The sun was just cresting on the horizon, and the predawn shadows danced around the apartment. The trip down the hallway to the bathroom was a painful one, further exacerbated when the light clicked on, causing my already sore eyes to water. Even though my ocular cavities felt as if they’d been soaking in acid, it wasn’t enough to blur out my reflection in the mirror. One flash confirmed I looked as bad as I felt, and that was one step below warmed-over shit.
As if the gross appearance staring back wasn’t enough, my head was pounding, causing my stomach to have some tilt-a-whirl action going on. Having uncharacteristically spent the entire weekend drinking, it wasn’t much of a stretch to think I’d vomit if the mood struck me just right. All in all, it was a big fat reminder alcohol was never my friend, especially during times of depression. I dragged my un-manicured fingertips down my pale cheeks, distorting my face until it looked like a reject from Madame Tussauds Wax Museum. Work was going to suck hard.
Stripping out of my cloth
es, I hopped in the shower. I leaned into the steamy water for a long time, allowing it to sooth my achy body. The damn departure dream waited on the fringes, trying to creep in and ruin yet another day. In the interest of not allowing that to happen, I recited each step of my shower. Scrub, scrub, scrub the hair with shampoo until it’s all clean. Next, it’s time to condition, making it so silky and sheen. Then the soap for all my 1000 parts and I kissed Devon. Holy Shit, I kissed Devon... and now I have conditioner in my eyes!
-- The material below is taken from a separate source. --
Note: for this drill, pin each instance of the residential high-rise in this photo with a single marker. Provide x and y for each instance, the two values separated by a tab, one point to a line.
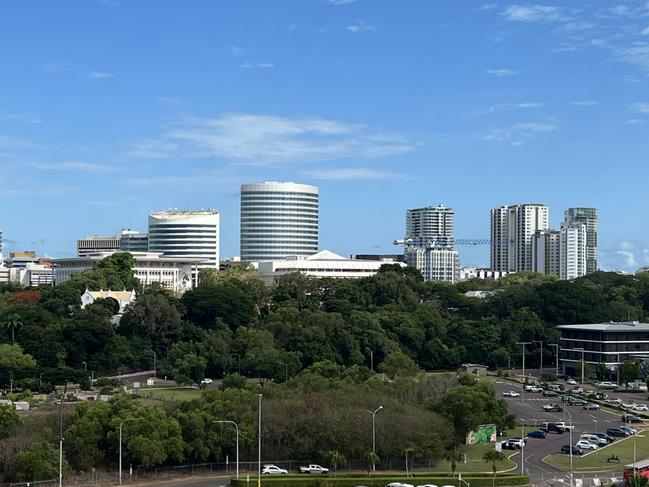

Adding the sting of hair care products to my eyes wasn’t going to help the puffy ugliness, but that was really the least of my concerns. I completely forgot what happened before the stupid dream; otherwise, I would have been analyzing the situation to death. So much time that could have been devoted to worrying, had been wasted. I needed to ramp up the analysis, get it out of my system in the next hour or so, if I was to face him at the office.
Okay, so what did I know? I kissed Devon, check. How was that kiss? Really good—he’s a great kisser. Did I really want to kiss him? Hmm... Did I really want to kiss him, or was I secretly wishing he was someone else? Ouch, damn, I knew the answer to that one immediately. Am I attracted to Devon and now see him as more than a friend?
Wrapped in a big, fluffy towel, I dropped the lid to the toilet and sat down. I really wanted to give that last question some thought, before making any rash decisions. However, it was becoming obvious; I was trying to shove a square peg into a round hole. The thought of Devon as my boyfriend just didn’t fit.
Regrettably, the more I thought about it, the more nervous I became. I really mucked this up. One grievous error, in a drunken stupor, had the potential to ruin our friendship. How was I going to let him down gently, if he wanted more? I really didn’t believe there was a genuine or gentle way to do it. In the end, there are always hurt feelings and squashed egos.